1.4.7. Exercise 3: Load data#

  • From Canvas, download the example data file ‘ExampleData.csv’

    • On your google drive, create a folder called StatsDatafiles

    • Upload ‘ExampleData.csv’Google Drive and save it in the folder StatsDatafiles

  • Mount your Google drive in Colab

    • You need to give Colab access to files in your Google drive by adding this code in a code block:

from google.colab import drive
drive.mount('/content/drive')

  • In your Jupyter Notebook on Colab, use the following code to load the data as a Pandas dataframe:

cats = pd.read_csv('/content/drive/MyDrive/StatsDataFiles/ExampleData.csv')
display(cats)

What is in the data file?#

The example data file is a text file (.csv) with words (column headers) and numbers in it.

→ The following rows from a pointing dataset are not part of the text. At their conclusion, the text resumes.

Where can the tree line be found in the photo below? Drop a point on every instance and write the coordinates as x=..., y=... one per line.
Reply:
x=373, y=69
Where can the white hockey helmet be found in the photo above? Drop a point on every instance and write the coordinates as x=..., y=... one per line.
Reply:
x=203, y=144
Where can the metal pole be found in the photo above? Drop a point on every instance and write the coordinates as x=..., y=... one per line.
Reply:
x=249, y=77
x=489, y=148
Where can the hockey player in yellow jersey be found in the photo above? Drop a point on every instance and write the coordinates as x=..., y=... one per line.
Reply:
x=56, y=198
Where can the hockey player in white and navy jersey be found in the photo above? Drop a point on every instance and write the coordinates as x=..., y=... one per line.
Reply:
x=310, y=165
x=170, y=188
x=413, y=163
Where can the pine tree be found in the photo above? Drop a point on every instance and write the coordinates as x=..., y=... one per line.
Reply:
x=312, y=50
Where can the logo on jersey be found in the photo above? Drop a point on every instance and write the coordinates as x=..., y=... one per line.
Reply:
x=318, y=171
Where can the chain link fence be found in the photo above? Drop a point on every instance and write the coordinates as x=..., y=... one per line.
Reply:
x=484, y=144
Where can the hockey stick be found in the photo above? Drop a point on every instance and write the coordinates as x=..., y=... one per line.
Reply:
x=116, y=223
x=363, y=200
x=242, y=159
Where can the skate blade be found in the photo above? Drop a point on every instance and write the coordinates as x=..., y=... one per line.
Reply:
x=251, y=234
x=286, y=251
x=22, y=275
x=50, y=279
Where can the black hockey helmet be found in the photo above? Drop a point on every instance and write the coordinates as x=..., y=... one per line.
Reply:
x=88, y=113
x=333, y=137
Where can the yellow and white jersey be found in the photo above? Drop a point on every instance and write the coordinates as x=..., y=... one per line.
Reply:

This is a universal file type for storing data and can be opened by other programmes such as Excel

  • If you like, you can open ExampleData.csv in a text editor (such as TextEdit) to have a look at it

Once we read it into Pandas it is in the computer’s memory so to speak, in a formmat that Python recognizes and upon which we can perform statistical operations (like testing for a difference between the values in two columnms of the datafiles).

1.4.8. Note - loading data in example notebooks#

In the example notebooks on this course notes website, I tend to pull the data directly from my GitHub (a web-based platform where the course files are stored). This just means that you can run the examples without having to separately download data files and edit the code etc.

For files pulled from GitHub, the filename will be a URL (webb address) rather than a filename in a folder on your computer. You don’t need to know how to fill in these URLs, I’m just explaining why these look different to the Data Loading example below.